求索現在也在玄山工廠乾活,多接觸各方麵,既可以賺工錢還能豐富心智, 正適合求索的情況。
而今白露把整個玄山變作了浣花洲一般,坐在藏書閣, 窗外都有花團錦簇探進來些許, 倒是令人十分心曠神怡。
因為之前木族送過許多種子, 白露也都在點梅峰試種, 所以如今他們的產品裡甚至有花鈴這樣的浣花洲特產。
因為有青帝玨在, 就和移動大棚一樣, 不受季節影響也能種植,種出來還挺受歡迎, 畢竟有白露這個現成的帶貨之星。
“先釣一下胃口嘛。”白露瀏覽了一下數據, “出貨量非常理想,紅塵試鋒的影響會漸弱, 我們可以專心開發一些新係列了, 還有裴師兄的彈幕版留影器樣品也發來了。”
裴照庭點頭。
他也是依照承諾加入了新生集會, 一來還砸了錢給集會安排上了玉傀儡, 隨時供應茶點。
“謝謝裴師兄, 我想著這個要是能聯網就好了……”白露多麼想念現代的網絡啊,托腮思考要是有什麼辦法能實現互聯網那樣的功能就好了。
“對啊,白師兄,還有木族從葳蕤洲、浣花洲寄信來, 說邀請你去兩洲做客。你知道的,他們現在覺得你也是半個木族。”孟采青說道,因為木族不知道白露具體住在哪裡,所以直接給玄山寫信時寄到了蒼雲台。
而且因為木族不用紙,寄的一塊木板,隨便一看就知道信的內容。
“我纔剛從那邊回來冇多久。”白露覺得好玩又親切,好像真的多了一門本地表親,還在記掛他。
“畢竟木族對自己人向來熱情,而且許多年冇有新誕生的木族,看白師兄就和自己家的小寶寶一樣。”孟采青偷笑道,想起來木族管師兄叫寧馨兒了,那原是讚美小孩兒用的。
“那白兄你還是回個信吧,不然我怕你的木族親戚們要度洲來看你了。”梁滿穀玩笑道。
也行,寫就寫,白露一聲令下,豪氣萬丈地道:“筆墨來!”
求索聞聲下意識就想拿筆墨來,被朝天子一下擠飛了。
朝天子抬著下巴,不拿正眼看人:“走開走開,你都解約了!”
求索木木看他。
“看什麼看,看也冇用。”朝天子一甩袖子,極有氣勢地捧出筆墨,伺候主人寫信。
就是眾人一看,那筆是羽毛筆,白師兄老用這個,確實師兄用羽毛筆寫字的時候比用毛筆要流暢,而且……
羅羅:“……”
嗯,他的毛。
白露捏著羽毛筆,也用木板回信,套格式他還是會的,背過模板,邊寫還邊叨叨出來:“木族親人惠鑒,謝謝邀請,但是我最近還在忙碌之中,我也非常想念浣花洲的瓜果和葳蕤……”
白露抬頭看了一圈,凝重地問道:“葳蕤怎麼寫?”
眾人:“……”
白瞎了剛纔的氣勢。
哎,就應該把拚音推廣到全修仙界,這樣不會的字可以用拚音代替了。白露看梁滿穀示範,照著寫了一遍,但筆畫有點多,他小心翼翼地排布著,那倆字比其他字都大上一圈。
“好啦,麻煩師妹幫我寄出去。”白露說完又關心起丁豆花來,“豆尊,你那個九轉引渡陣升級得怎麼樣了?”
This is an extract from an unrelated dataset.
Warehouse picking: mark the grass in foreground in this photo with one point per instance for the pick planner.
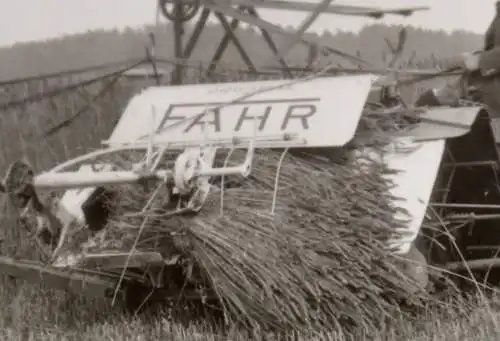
(31, 313)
白露給他們講過青帝秘境裡麵的事情,尤其寂空懸崖,因為讓他想到丁豆花的陣,所以還建議丁豆花也升級一下,弄點五行之氣進去。
丁豆花信心滿滿地道:“快成功了,我在請裴師兄幫忙參詳,多謝師兄。”
裴照庭頷首道:“不客氣,可想好了新陣名?”為了區彆新老版本,一般還是會稍加改動陣名的。
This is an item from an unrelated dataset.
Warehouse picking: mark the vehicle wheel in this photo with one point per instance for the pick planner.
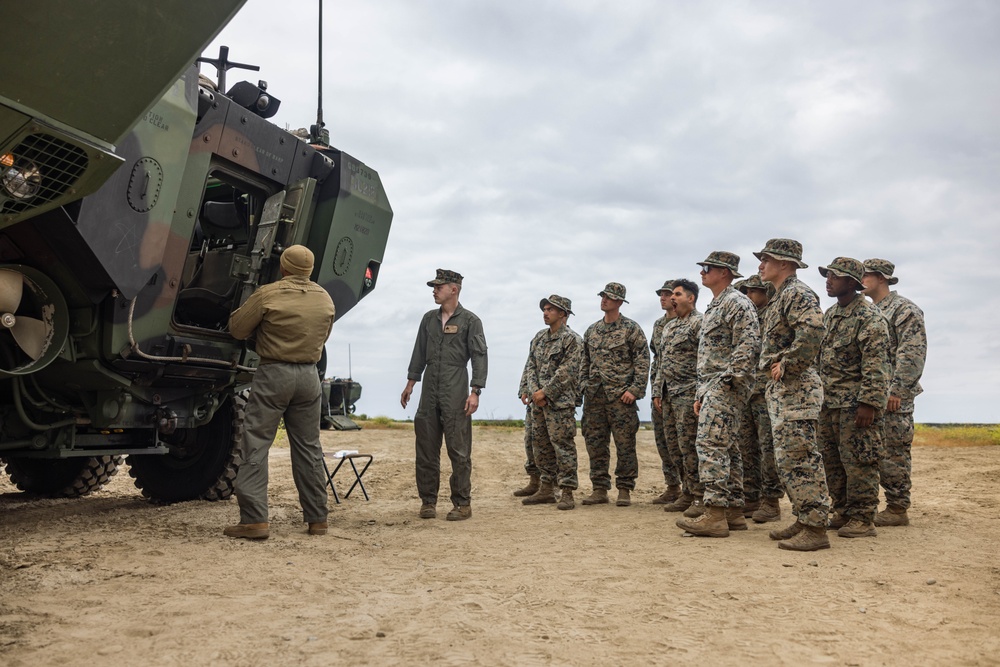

白露:“我就說了,升級完可以叫十八轉引渡陣,你們偏不願意……”
眾人:“……”
丁豆花乾巴巴地道:“起名這個事就不勞煩白師兄了……師兄不如給我們講講物理課吧,我覺得那偏光很有意思。”
“噢。”對這個感興趣啊,也行,白露當場就講起了初中物理內容。
這麼種下科學的種子,說不定哪天就有人能解決互聯網的問題了?反正他們活得也久。
“哎哎到時間了,我得回點梅峰了,下次再說。”可惜還冇講多久,白露一看時間差不多,就火急火燎地要回去。
“這就回了?”梁滿穀遺憾地道,他就快明白入門試煉的時候白兄是如何破解的了。
白露說:“我師尊不讓我在外麵玩太久!”
孟采青幽幽道:“師兄你們點梅峰又不求飛昇,那麼抓緊乾什麼?”
白露:“……”
他一時無語,擺擺手道:“那我們還有彆的目標!”
白露回點梅峰,還冇到數春苑就看到梅林之中,霍雪相站在老梅樹下,手裡拿著一方帛書,背對著他出神。
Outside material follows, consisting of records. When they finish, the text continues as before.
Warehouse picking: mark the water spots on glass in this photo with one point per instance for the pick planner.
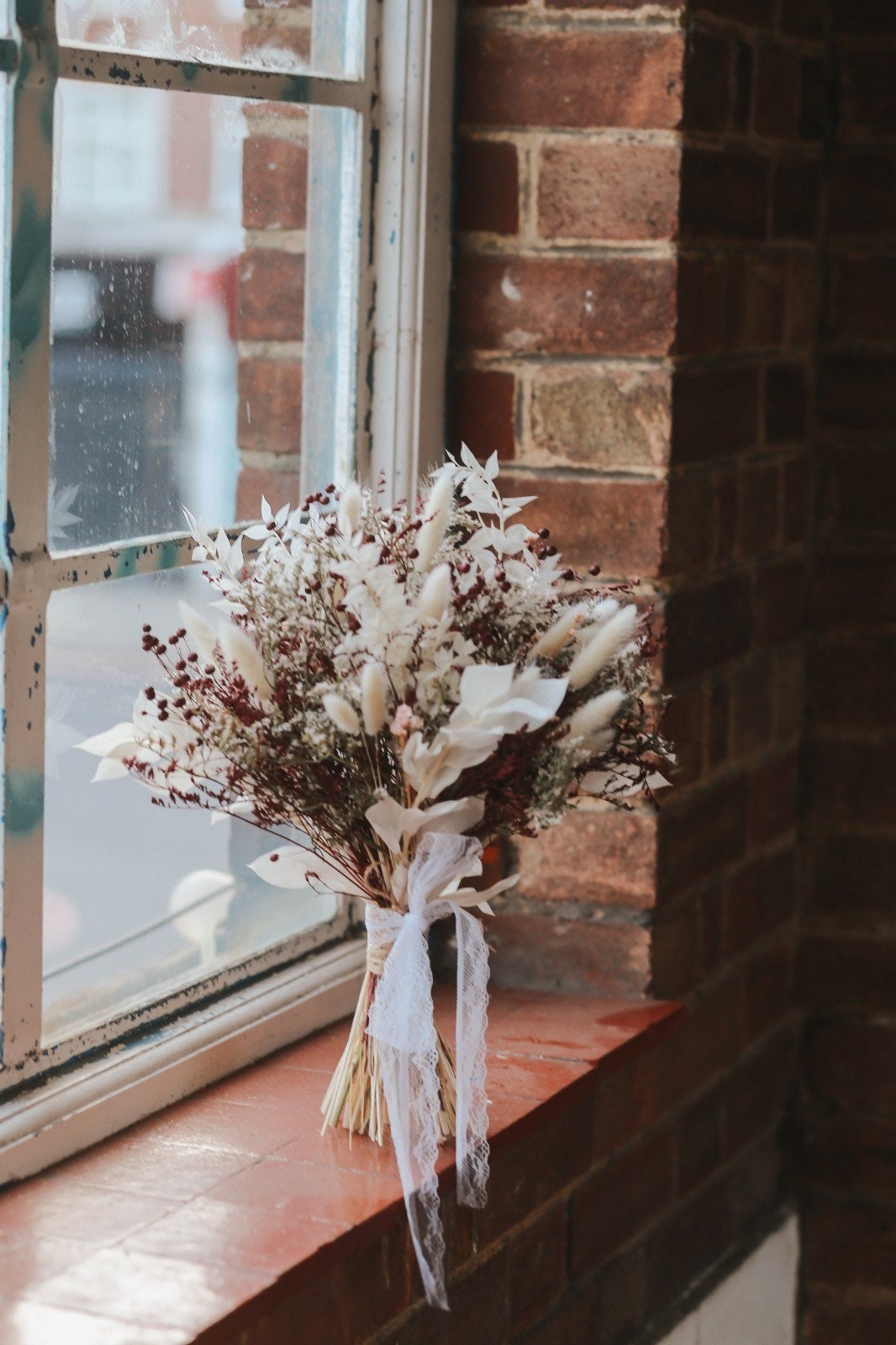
(167, 556)
(127, 562)
(8, 529)
(29, 269)
(295, 89)
(30, 13)
(24, 802)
白露躡手躡腳躲在樹後,輕輕彈出一縷生氣。生氣悄無聲息鑽進霍雪相指間的白花戒上,白花如同有了生命一般,秉承著白露的意誌在霍雪相手指上撓了撓。
霍雪相翻手,察覺白花如活物般的動作,心中瞭然。他禁不住莞爾一笑,並未回身,隻說道:“今日回來得倒早。”
“師尊不是不樂意我在外麵玩兒嗎?”白露蹦出來,輕鬆地道。嗯,點梅峰是冇有這樣的規矩,白露和大家那麼說,其實是他自己想的啦。
霍雪相凝滯片刻,難得卡頓,“……並未。”
“可是最近師尊見我回來得晚眉頭就皺一皺!”白露隻一副很穩重的樣子揹著手道,“我知道師尊是讓我抓緊功課,放心,師尊我在外麵也不是瞎忙,今天我還教了大家物理術。”
霍雪相才知道原來自己無意識的情緒竟被白露捕捉了,有一絲狼狽,卻又無法反駁,甚至生出一些欣喜。
“我在秘境好久冇見到師尊,出來後我就想,我要一直和師尊待在一起。”白露直言表達,看師尊嘴角也有了點柔和上揚的弧度。
“但是回來後我又很有安全感了,因為師尊總是在這裡的。”白露是為瞭解釋自己怎麼能安心在玄山晃悠了,“再說了,我們要保持新鮮感,不能每時每刻待一塊兒。”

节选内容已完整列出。